Friday, November 02, 2007
the politicization of the federal reserve bank
many would suggest that the fed operates independently of the political system, and moreover that this is how it must be in order to avoid the racketeering of party politics infecting the basis of the economy -- that is, the currency -- and debauching it.
it has been true from time to time in the century-long history of the fed that it has exercized its will more or less independently of the government. and i personally think its inarguable that keeping a firewall between monetary policy and the executive and legislative branches is beneficial in most cases, all cases in the longer term. but central bank independence in the united states is on the wane today. alan greenspan, from his nomination in 1987, was the most political fed chairman in history, cultivating a very close relationship to a series of cabinet officials, most famously clinton treasury secretary robert rubin. his visits to the white house -- a foreign concept to previous chairmen -- accelerated under george w. bush. greenspan further helped establish the white house working group on financial markets, acerbically known sometimes as the plunge protection team.
the loss of central bank independence was on remarkable display in the last few months, as new chairman ben bernanke consulted as the ongoing financial crisis precipitated with the representatives of major wall street banks and hedge funds -- including rubin, who is a former goldman sachs head and now works for citibank -- many of whom are in a highly-conflicted advisory role between their own private interests, a treasury department which is again headed by a set of goldman sachs men centered on secretary hank paulson, and apparently the fed itself. bernanke further had discussions with paulson himself, who presumably was in contact with the president as well.
moreover, it has been seen for many years that the markets loosely obey an election cycle, prospering disproportionately in the third and fourth presidential years prior to an election -- an effect often now attributed to politically-driven fiscal and monetary policy.

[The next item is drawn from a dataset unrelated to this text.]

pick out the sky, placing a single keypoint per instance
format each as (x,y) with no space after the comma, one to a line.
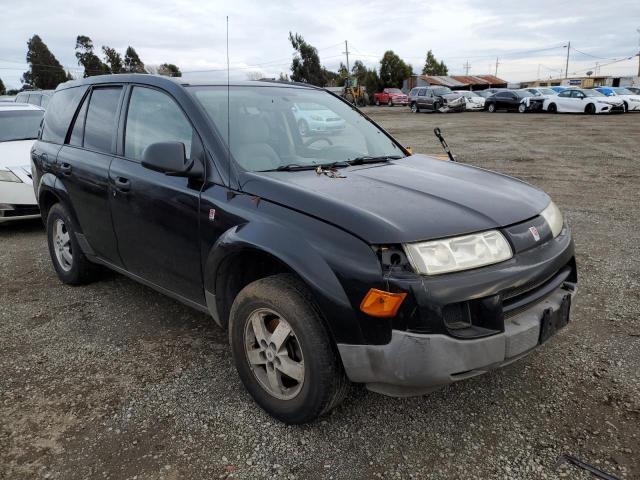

that trend of politicization has now further accelerated in the bush administration's appointments to the federal reserve board. the fed has previously been the domain of some of the most respected and talented economic minds in the nation, most often with academic pedigree to match.
bush's new nominees -- larry klane and elizabeth duke -- are of different stock.
klane is an exec vp of credit card monster capital one and a former exec at deutschebank. his career focus has been in strategy and marketing, and has no advanced academic degree (holding instead an mba). he has been connected to the white house for several years, sitting on the board of a charity founded by colin powell.
elizabeth duke is a yet more obscure pick, being a former minor exec at wachovia and the current ceo of something called townebank, a small virginia lender. she began her career in banking as a teller, eventually getting an mba.
are these really america's finest banking minds? obviously not.
it is an ancient political trick to ingratiate positions of power by picking insignificant and undeserving patsies to fill them, people who understand that they owe their entire situation not to their own merit but to your dispensation. it seems clear to me that this is exactly such a case, and it represents a startling and ominous departure.
one can hope that senate banking committee chairman does to these nominees what phil gramm did to late-term clinton nominees and keeps these people off the board altogether. but in the end the trend is clearly toward a continuing politicization of the federal reserve bank, a feature that should make politically-motivated manipulation of money supply and currency value an easier task for future presidents.